Domestically, the Queen may well steer clear of party politics (although, given the fact that liaisons between parliament and palace are subject to a secrecy rivalling parliamentary privilege, we may never know if it is the case), but when she eventually cedes power to the first in line to the throne, her heir is unlikely to remain so blank, unopinionated and politically irrelevant. Charles, should he succeed his mother, is a much more vociferously minded individual who has, for his forthright views and willingness to expound upon them, been described as “the republicans’ best friend”.
Good time Charlie
His views on “complementary” medicines, fox-hunting, architecture and governmental agriculture policy have been widely publicised and roundly condemned (indeed, in 2000, the Prince of Wales lent his support to a strand of “spiritual healing” which can reduce the effects of chemotherapy. In this case, his views are not just controversial, they’re downright dangerous). In a recent column in the Observer, Nick Cohen proposed that the ascension of Charles III would be the final nail in the coffin of the British monarchy: for the moment he starts meddling in matters of national, political importance, the number’s surely up.

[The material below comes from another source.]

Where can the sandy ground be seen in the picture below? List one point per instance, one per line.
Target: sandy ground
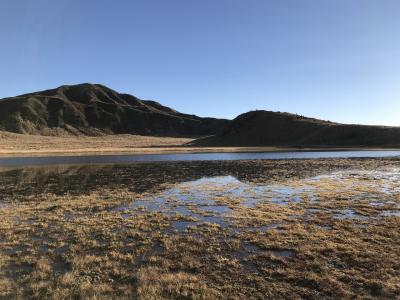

My concluding questions are these: are the British public really happy to be represented by a lady who, while thankfully not openly airing views as offensive as some of those of her son, has not once in her life uttered an opinion worth recording, let alone remembering and whose supposed political irrelevance and detachment are held up as virtues? Shouldn’t a country that is seemingly content to go to war with “less democratic” nations and individuals in the name of freedom practice what it preaches abroad, at home? Shouldn’t we do away with such nepotism in favour of something more meritocratic that produces a figurehead who more clearly represents and articulates Britain’s supposedly democratic values?
In the 10,000 years since Britain became an island, there have been many things worthy of celebrations on the scale of last weekend. To name but a few, there’s that language that we all speak to varying degrees of competency, which seems to have caught on fairly well in other parts of the world; the Magna Carta – the first step in transferring power from the antiquity of monarchy, almost 1,000 years ago; London becoming only the second place in the world after Venice to outlaw the trade of slaves and serfdom way back in 1102 (the rest of the country wasn’t free from the shackles for another 600 years); the establishment of universal, free healthcare in 1948; the inventions of the television, the jet and steam engines, the telephone and the internet; the long overdue legalisation of gay matrimony in 2005. The list goes on: there are many things that make Britain great. The monarchy, I’m afraid to say, is not one of them.